Some of the biggest skeptics suggested the Bears would finish 4-12, 5-11, or even 6-10, after their disastrous 4-game losing streak. Now, 6-10 is still possible as the Bears head for a brutal December schedule featuring 4 likely or possible playoff teams. Still, it is a good accomplishment to pull even at .500 when many felt they couldn’t or wouldn’t. And, it is good to see the team not completely cave and “check out” for the season in the face of adversity and playoff uncertainty.

“This feels better than a losing record, but it’s still a disappointment”

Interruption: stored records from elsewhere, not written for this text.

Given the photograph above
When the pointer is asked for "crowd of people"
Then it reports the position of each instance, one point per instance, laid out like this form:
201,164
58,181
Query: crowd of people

Those who fall into this group generally feel malaise about the season. Anything short of a playoff run feels like a disappointment because that was the expectation before the season. Thus, even the Bears accomplishing three victories in four games and “fighting back from the dead” doesn’t appease them because a 6-6 record after 12 games was not supposed to be in the cards. Still, they have some perspective in the midst of their disappointment.

“This matters little to me because they were supposed to win these games”

If you’re in this group, you are bordering on bitterness. It’s okay, too. I don’t blame you. You had high expectations and now you feel you were sold a bill of goods. The truth is, you gave up hope for a Super Bowl after the season-opening loss to Green Bay, and abandoned playoff expectations shortly thereafter. Nothing the Bears have done since September has inspired you in the least bit. You don’t fully buy into the notion that “it’s tough to win games in the NFL.” And beating the lowly Lions and Giants does nothing for you because those are games the Bears could have and should have won.

“This means absolutely nothing because I’m completely apathetic about the Bears”

If you’ve reached this stage, I feel bad for you. There’s nothing worse than reaching a point of apathy toward your sports teams. If you are filled with anger, it at least shows you care about your team and want the best for them. If apathy enters the picture, it’s like a broken marriage headed for divorce. Those who feel apathetic are headed toward turning in their Bears fan card. And if that happens, why bother tuning into Bears games anymore? You can spend your Sundays watching chick flicks and having yourself a good cry. (Which means the tears still flow on Sundays, but for a different reason.)

Which group are you in?

So, in which group do you reside? Are you an optimist? A pessimist? Are you all in or completely apathetic at this point?

I’ll tell you where I am. As I mentioned, I gave up hope (about 99.99% of it) after the heartbreaking loss to the Chargers. But I haven’t reached the level of apathy yet and probably never will. This is largely due to the defense still playing at a high level and keeping every game close.

The fact that in every fourth quarter this year — with the exception of the Saints game — the Bears were either winning or within striking distance of doing so proves that they are still a watchable product. Even if the offense continues to struggle.

And that alone is an accomplishment worth noting.